Data from: Computational pathology to discriminate benign from malignant intraductal proliferations of the breast
Dong, Fei et al. (2015), Data from: Computational pathology to discriminate benign from malignant intraductal proliferations of the breast, Dryad, Dataset, https://doi.org/10.5061/dryad.pv85m
The categorization of intraductal proliferative lesions of the breast based on routine light microscopic examination of histopathologic sections is in many cases challenging, even for experienced pathologists. The development of computational tools to aid pathologists in the characterization of these lesions would have great diagnostic and clinical value. As a first step to address this issue, we evaluated the ability of computational image analysis to accurately classify DCIS and UDH and to stratify nuclear grade within DCIS. Using 116 breast biopsies diagnosed as DCIS or UDH from the Massachusetts General Hospital (MGH), we developed a computational method to extract 392 features corresponding to the mean and standard deviation in nuclear size and shape, intensity, and texture across 8 color channels.
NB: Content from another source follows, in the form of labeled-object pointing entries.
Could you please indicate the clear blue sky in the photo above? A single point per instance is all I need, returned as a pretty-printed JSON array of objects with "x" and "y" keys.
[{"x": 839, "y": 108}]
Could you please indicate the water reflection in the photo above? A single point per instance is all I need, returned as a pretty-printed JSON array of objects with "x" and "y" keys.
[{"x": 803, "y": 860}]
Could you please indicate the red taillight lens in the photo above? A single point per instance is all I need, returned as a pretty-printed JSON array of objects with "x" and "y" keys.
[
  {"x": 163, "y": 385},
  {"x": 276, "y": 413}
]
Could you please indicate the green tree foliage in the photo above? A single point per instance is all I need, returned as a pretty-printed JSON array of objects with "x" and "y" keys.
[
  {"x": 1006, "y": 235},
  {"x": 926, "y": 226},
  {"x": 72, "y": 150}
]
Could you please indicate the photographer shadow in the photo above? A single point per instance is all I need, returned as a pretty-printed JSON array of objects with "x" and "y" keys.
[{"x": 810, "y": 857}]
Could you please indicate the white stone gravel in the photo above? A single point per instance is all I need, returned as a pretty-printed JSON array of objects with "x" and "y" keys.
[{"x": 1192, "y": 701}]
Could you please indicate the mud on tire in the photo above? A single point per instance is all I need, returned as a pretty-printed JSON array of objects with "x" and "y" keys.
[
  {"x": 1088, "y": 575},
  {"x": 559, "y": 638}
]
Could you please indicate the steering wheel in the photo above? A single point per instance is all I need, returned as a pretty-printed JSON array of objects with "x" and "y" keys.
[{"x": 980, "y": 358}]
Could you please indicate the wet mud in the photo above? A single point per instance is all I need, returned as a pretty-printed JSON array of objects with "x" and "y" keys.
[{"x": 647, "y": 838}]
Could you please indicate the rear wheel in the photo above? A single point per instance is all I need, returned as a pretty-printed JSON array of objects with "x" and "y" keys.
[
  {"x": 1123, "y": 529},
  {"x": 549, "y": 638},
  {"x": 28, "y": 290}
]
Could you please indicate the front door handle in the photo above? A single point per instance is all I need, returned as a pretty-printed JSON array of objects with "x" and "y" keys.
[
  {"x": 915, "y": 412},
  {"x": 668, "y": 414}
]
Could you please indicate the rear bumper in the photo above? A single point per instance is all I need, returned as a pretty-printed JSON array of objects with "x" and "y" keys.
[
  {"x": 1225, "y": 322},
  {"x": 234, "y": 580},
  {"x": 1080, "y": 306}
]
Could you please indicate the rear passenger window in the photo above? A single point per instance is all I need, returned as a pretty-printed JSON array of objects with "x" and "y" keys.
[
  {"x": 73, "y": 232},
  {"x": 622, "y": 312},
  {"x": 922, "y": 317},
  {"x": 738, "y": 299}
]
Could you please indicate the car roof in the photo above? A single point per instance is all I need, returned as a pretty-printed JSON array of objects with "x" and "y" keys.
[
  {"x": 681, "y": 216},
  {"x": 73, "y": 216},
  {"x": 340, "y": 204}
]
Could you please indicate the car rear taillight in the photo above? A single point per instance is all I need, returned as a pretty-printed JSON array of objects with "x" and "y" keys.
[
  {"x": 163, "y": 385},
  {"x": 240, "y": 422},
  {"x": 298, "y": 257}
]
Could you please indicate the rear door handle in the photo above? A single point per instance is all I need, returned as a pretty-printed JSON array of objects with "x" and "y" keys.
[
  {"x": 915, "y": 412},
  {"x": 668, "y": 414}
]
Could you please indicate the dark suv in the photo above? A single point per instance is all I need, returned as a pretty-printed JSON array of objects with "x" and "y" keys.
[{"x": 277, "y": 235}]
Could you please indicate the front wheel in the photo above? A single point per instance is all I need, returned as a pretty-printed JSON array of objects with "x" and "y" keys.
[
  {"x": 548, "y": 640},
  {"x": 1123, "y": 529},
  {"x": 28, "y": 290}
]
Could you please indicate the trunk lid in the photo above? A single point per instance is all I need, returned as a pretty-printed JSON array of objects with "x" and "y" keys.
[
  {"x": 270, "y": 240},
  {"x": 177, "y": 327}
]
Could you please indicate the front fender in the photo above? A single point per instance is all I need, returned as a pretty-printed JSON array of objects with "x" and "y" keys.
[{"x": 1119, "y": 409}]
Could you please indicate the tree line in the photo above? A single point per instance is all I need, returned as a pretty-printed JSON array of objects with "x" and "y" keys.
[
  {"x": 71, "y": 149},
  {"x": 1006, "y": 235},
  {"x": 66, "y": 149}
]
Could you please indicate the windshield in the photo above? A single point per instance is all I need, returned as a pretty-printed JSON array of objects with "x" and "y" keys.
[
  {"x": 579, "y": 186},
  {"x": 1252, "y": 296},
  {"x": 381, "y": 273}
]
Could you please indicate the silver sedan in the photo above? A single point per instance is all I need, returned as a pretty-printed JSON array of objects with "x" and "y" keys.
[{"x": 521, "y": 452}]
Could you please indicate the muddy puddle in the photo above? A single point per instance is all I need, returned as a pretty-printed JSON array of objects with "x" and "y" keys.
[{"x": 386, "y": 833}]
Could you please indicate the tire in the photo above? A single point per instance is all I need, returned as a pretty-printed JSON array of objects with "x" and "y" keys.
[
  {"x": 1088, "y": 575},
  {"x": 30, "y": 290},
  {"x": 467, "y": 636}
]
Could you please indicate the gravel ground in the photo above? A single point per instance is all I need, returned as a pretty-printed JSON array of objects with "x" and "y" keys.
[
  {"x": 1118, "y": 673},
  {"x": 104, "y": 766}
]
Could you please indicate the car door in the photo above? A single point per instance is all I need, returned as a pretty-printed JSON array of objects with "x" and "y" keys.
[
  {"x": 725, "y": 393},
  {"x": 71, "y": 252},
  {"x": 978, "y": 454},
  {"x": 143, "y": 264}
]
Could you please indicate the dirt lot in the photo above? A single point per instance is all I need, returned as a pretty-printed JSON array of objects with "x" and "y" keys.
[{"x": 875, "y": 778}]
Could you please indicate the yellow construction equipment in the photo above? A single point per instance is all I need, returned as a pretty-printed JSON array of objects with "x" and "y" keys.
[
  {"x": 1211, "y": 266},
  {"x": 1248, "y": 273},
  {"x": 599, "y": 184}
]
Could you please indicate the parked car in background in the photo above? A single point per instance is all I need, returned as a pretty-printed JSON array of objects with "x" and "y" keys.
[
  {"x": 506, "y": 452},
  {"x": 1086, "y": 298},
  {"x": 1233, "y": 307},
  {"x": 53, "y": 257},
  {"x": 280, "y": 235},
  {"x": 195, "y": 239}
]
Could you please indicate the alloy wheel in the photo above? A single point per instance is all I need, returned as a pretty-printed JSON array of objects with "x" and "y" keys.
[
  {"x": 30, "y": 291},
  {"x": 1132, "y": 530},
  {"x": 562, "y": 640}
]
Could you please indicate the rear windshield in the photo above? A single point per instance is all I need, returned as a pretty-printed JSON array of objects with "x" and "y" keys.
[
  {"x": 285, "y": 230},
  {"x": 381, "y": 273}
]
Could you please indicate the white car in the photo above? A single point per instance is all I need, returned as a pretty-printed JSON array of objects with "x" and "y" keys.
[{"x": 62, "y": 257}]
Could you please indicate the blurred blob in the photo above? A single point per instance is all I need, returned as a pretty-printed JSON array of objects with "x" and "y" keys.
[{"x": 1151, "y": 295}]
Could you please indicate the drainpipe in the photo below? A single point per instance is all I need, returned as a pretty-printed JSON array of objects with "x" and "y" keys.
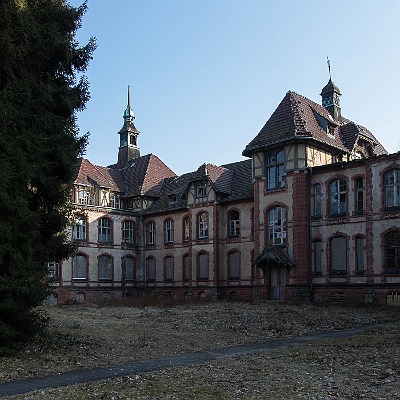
[{"x": 310, "y": 233}]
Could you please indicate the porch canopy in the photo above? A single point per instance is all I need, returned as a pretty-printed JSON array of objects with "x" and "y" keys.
[{"x": 273, "y": 256}]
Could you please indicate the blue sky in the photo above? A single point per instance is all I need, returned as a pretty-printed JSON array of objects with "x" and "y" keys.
[{"x": 205, "y": 75}]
We used L1-regularized logistic regression to build classification models to discriminate DCIS from UDH. The top-performing model contained 22 active features and achieved an AUC of 0.95 in cross-validation on the MGH data-set. We applied this model to an external validation set of 51 breast biopsies diagnosed as DCIS or UDH from the Beth Israel Deaconess Medical Center, and the model achieved an AUC of 0.86. The top-performing model contained active features from all color-spaces and from the three classes of features (morphology, intensity, and texture), suggesting the value of each for prediction. We built models to stratify grade within DCIS and obtained strong performance for stratifying low nuclear grade vs. high nuclear grade DCIS (AUC = 0.98 in cross-validation) with only moderate performance for discriminating low nuclear grade vs. intermediate nuclear grade and intermediate nuclear grade vs. high nuclear grade DCIS (AUC = 0.83 and 0.69, respectively). These data show that computational pathology models can robustly discriminate benign from malignant intraductal proliferative lesions of the breast and may aid pathologists in the diagnosis and classification of these lesions.